With Daylight Savings Time starting on Sunday, March 10, most Americans will “spring forward” and change their clocks to one hour later. While it’s easy to see the benefits to longer days and more time in the daylight, few drivers stop to ponder the added dangers.
The short-term dangers in the first few days after the time change involve an increase in drowsy driving caused by a reduction in sleep. The long-term dangers involve the sun shining directly into drivers’ eyes, leaving many motorists driving with a glare caused by the sun. Driving into the sun just after sunrise and just before sunset can make it much harder to see ahead.
So how can your fleet drivers protect themselves? AAA offers these tips for motorists who find themselves driving into the sun’s glare:
- Invest in polarized sunglasses. They can help reduce glare.
- Utilize your sun visor.

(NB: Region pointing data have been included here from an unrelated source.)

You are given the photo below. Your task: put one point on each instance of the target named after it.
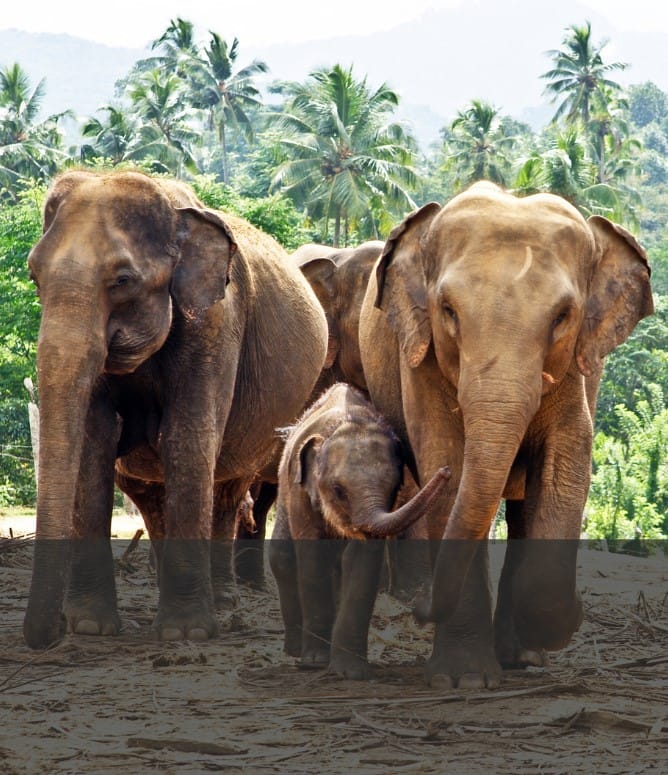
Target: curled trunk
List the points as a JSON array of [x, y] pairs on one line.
[[66, 373], [383, 524]]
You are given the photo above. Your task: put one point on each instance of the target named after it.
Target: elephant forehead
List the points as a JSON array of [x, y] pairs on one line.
[[132, 203], [352, 446]]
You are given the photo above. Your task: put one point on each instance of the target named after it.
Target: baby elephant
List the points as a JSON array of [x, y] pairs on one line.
[[339, 475]]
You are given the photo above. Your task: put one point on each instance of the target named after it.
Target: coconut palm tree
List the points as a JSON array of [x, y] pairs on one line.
[[166, 135], [29, 149], [344, 159], [478, 145], [227, 97], [579, 75]]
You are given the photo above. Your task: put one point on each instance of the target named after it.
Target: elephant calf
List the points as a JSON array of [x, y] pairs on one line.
[[338, 478]]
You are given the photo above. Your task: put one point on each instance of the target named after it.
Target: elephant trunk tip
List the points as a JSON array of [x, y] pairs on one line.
[[384, 524]]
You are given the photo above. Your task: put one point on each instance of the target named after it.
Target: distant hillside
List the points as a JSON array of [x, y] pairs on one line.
[[439, 62], [79, 74]]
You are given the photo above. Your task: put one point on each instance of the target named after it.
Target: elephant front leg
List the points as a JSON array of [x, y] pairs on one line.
[[463, 652], [91, 605], [360, 575], [186, 607], [317, 561], [507, 645], [283, 563]]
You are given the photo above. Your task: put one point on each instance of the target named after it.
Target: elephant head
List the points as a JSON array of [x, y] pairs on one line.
[[123, 260], [510, 302], [352, 477], [339, 278]]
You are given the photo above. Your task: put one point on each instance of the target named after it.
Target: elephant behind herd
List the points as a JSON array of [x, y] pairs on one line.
[[176, 339]]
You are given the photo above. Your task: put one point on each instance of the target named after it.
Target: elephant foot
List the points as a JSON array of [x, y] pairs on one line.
[[249, 564], [197, 626], [350, 666], [43, 631], [463, 664], [292, 645], [511, 655], [314, 657], [226, 599], [96, 618]]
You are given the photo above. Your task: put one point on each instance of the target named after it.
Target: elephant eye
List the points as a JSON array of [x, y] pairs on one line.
[[449, 311], [339, 492], [559, 319]]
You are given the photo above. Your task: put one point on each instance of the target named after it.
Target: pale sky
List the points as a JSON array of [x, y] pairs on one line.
[[134, 23]]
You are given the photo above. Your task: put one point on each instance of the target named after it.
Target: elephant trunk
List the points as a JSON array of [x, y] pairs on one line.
[[383, 524], [67, 368], [493, 434]]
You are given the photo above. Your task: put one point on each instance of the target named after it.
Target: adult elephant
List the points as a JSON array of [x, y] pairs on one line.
[[483, 336], [174, 340], [338, 277]]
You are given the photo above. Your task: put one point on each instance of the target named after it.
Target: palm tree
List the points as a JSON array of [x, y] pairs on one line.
[[226, 96], [165, 135], [478, 145], [344, 161], [579, 75], [112, 137], [29, 149]]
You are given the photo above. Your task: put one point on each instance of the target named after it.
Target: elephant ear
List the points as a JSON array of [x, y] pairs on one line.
[[305, 468], [619, 295], [402, 292], [321, 275], [206, 246]]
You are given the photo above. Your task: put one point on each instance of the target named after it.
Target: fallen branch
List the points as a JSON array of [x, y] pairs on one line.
[[185, 746]]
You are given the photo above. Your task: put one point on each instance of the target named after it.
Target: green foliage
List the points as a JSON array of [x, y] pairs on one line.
[[275, 215], [634, 369], [20, 228], [629, 490], [480, 144], [345, 161], [647, 103]]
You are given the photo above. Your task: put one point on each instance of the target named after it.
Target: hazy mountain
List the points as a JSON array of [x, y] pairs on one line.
[[438, 62]]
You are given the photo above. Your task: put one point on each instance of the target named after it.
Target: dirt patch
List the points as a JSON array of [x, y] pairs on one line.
[[238, 704]]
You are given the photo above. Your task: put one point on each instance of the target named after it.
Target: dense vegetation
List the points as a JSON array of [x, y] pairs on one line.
[[324, 159]]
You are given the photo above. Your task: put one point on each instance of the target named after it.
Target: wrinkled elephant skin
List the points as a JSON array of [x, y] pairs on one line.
[[163, 322], [483, 336]]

It can help to block out the sun.
- Leave more following room. When the sun is in your eyes, you can struggle to see what the car ahead is doing. This is one more time when it pays to leave more room between you and the next vehicle.
- Drive with your headlights on to increase your visibility to other drivers.

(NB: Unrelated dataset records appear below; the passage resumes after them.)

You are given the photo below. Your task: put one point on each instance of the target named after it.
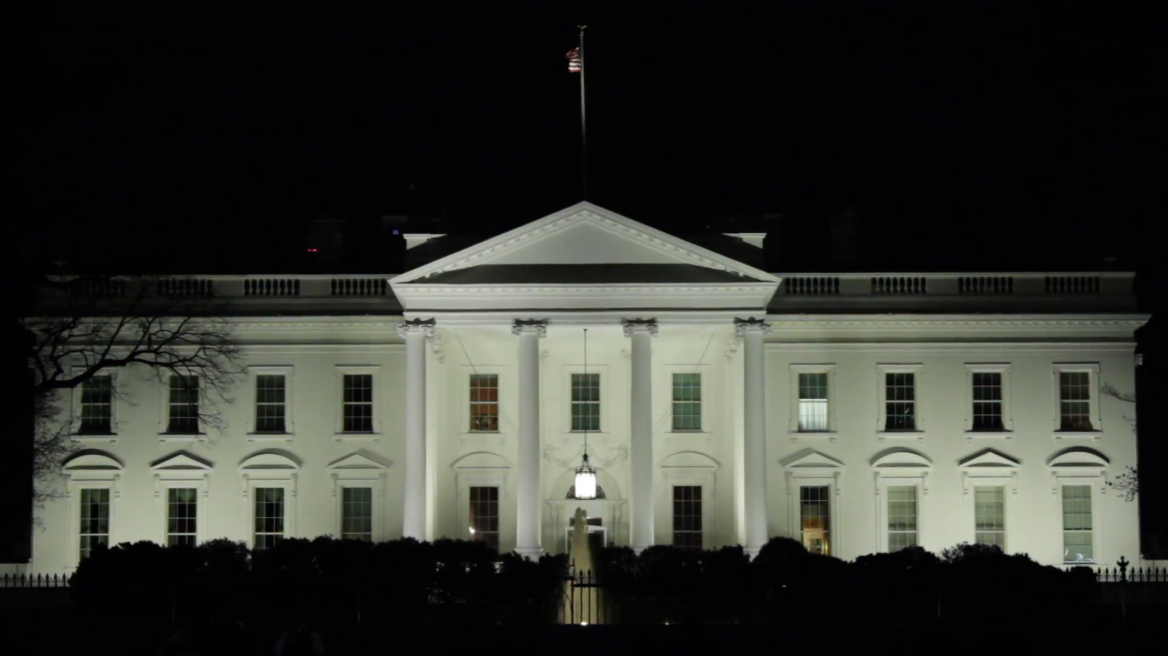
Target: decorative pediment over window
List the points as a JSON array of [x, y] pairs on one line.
[[270, 461], [590, 255], [181, 461], [689, 461], [92, 461], [359, 461]]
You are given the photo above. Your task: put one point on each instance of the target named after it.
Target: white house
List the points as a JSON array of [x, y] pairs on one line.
[[721, 404]]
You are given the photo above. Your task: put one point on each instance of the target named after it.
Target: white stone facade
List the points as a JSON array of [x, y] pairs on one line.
[[746, 334]]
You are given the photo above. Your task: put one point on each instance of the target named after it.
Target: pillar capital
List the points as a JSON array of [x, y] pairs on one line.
[[744, 326], [536, 326], [633, 326], [416, 326]]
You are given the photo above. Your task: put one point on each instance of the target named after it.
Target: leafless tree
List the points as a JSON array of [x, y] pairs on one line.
[[82, 326], [1128, 482]]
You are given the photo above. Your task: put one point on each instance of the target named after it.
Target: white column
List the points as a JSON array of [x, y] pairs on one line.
[[415, 333], [753, 332], [527, 520], [641, 433]]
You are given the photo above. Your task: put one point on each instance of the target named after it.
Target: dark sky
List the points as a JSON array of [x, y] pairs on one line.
[[1005, 123]]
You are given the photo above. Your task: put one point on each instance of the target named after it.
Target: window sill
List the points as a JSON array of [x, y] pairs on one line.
[[970, 435], [1093, 435], [341, 438], [96, 438], [829, 435], [286, 438], [919, 435]]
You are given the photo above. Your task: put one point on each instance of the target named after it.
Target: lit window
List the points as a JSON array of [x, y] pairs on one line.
[[357, 403], [585, 402], [270, 404], [183, 405], [269, 517], [1075, 400], [902, 517], [989, 516], [485, 403], [1078, 545], [987, 400], [97, 405], [181, 516], [356, 514], [687, 516], [899, 402], [95, 520], [814, 514], [812, 403], [485, 515], [687, 402]]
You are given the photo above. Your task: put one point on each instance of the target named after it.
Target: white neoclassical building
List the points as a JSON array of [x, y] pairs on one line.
[[721, 404]]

- Keep your windshield clean, inside and out.
- Check your windshield for pitting and cracks.
- Avoid storing papers or other items on the dashboard.
- If you are having a difficult time seeing the road, use lane markings to help guide you.
Rarely will visibility be absolutely perfect while driving. But awareness of potential problems can help your drivers make the proper adjustments to minimize risks.